I built my first website in the late ‘90s as an undergraduate at the University of Georgia. It was titled “Matt’s World” with a spinning globe at the top of the page. Needless to say, it was awesome (the animated GIF, not my website).
Since then, animated GIFs have come a long way. They were the source of many chuckles during the 2012 presidential campaign. Cat lovers can find a plethora of feline-related animated GIFs around the Internet. And, the 2012 Olympics were a “giant coming-out party for the animated GIF.”
As that last link explains, this renaissance of the animated GIF is largely thanks to the following characteristics:
- It works on any device. Users don’t need the Flash player. They don’t need a fancy HTML5-ready browser. They can even use *GASP* Internet Explorer.
- It’s easily share-able via social media or email.

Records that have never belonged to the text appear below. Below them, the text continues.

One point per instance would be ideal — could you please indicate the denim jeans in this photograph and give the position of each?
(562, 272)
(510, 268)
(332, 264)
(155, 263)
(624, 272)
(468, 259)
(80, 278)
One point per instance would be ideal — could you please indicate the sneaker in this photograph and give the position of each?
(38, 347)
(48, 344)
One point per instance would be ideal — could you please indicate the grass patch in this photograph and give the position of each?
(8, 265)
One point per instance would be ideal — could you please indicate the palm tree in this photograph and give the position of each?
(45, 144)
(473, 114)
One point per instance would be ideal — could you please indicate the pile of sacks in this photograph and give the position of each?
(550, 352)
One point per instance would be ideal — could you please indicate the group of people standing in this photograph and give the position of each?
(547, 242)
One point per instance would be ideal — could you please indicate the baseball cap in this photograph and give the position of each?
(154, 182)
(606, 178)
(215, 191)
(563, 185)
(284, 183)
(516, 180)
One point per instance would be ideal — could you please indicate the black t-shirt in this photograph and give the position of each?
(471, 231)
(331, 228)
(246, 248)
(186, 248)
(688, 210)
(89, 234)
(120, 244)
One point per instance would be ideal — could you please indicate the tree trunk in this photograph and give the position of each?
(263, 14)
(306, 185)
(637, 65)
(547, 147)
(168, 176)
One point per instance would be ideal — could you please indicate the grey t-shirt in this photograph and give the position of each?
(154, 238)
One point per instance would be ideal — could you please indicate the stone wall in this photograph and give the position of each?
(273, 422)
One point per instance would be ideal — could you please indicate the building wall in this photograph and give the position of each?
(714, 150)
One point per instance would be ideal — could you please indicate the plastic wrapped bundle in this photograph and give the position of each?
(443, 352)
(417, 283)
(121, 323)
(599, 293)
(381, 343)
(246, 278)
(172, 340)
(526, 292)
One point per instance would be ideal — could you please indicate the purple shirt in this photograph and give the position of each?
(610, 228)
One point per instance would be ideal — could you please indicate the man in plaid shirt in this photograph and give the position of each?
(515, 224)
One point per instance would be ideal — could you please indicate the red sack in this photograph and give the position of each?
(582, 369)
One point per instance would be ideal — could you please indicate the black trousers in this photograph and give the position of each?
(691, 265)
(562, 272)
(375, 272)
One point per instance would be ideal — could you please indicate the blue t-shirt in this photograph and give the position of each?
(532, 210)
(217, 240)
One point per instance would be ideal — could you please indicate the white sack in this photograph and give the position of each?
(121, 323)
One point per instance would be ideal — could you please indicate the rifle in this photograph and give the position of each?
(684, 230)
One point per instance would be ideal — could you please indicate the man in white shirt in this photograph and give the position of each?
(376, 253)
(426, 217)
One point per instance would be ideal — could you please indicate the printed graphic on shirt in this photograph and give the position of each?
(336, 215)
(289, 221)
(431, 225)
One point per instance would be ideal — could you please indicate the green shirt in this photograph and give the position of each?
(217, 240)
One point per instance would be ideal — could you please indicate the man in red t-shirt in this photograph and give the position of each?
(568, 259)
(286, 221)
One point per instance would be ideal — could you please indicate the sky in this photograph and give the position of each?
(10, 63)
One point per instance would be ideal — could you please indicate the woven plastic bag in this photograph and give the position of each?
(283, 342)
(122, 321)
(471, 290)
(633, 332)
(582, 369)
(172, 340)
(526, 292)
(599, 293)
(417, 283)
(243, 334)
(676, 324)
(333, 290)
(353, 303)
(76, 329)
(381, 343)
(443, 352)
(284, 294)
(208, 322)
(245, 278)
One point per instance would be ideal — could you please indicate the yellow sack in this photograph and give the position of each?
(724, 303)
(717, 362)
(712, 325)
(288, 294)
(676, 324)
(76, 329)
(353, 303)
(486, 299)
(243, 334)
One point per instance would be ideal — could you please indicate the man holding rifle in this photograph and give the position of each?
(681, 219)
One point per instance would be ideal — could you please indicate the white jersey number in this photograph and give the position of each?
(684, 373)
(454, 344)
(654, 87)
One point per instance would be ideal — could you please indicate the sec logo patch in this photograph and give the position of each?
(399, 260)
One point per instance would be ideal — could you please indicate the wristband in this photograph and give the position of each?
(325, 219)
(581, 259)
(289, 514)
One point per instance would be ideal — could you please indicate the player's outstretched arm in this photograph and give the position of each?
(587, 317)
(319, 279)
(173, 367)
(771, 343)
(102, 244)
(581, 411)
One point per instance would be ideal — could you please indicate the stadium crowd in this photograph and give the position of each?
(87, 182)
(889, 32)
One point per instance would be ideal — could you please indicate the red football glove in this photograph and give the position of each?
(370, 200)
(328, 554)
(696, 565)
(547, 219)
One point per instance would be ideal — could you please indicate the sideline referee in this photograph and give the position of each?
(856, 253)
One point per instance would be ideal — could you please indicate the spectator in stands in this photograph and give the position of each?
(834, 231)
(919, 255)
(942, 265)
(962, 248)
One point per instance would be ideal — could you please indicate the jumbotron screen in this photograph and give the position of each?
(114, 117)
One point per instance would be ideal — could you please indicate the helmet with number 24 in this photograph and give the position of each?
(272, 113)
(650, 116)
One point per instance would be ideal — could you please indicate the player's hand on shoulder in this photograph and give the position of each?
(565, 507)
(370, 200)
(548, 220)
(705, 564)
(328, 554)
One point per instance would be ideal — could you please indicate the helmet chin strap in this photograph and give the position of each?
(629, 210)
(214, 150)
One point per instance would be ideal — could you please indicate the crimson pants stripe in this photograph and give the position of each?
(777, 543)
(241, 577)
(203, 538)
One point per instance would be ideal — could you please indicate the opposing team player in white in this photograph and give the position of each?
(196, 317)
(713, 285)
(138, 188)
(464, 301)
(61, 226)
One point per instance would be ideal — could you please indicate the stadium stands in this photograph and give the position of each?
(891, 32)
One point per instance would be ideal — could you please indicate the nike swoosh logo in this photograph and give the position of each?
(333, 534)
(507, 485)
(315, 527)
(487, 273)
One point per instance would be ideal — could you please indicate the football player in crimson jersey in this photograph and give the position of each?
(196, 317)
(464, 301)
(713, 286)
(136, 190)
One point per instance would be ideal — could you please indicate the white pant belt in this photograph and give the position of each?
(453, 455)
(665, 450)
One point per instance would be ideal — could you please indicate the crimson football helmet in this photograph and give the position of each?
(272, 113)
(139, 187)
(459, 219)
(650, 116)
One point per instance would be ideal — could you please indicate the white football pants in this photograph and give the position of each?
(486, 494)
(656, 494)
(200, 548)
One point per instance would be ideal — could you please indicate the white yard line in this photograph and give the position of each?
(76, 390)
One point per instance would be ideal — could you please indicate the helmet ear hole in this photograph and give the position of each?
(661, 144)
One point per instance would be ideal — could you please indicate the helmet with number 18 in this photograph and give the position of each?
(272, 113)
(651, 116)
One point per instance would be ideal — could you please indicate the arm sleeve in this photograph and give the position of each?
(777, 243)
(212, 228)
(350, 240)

- It’s silent, which is helpful in an office environment. Your co-workers won’t realize that you’re watching cat GIFs during work hours.
These three features should also pique the interest of elearning creators. Whenever a simple animation might help explain a topic, wouldn’t you prefer one that is easy to create, universally supported, and share-able? Here are a few examples of instructional animated GIFs:
- Cinemagraphs created this series of animated GIFs to explain how Dogfish Head Craft Brewery brews beer with strawberries.
- OneFineYarn.com explains various knitting techniques with animated GIFs.
- Animated GIFs are even helpful for short software tutorials. Wouldn’t it be handy to watch this animation on your iPhone as you perform the task on your laptop?
If I’ve convinced you that there is a place for animated GIFs in modern elearning designs, you might be wondering how to create an animated GIF. I built the GIF in this post using Picasion, though Google can give you many more options.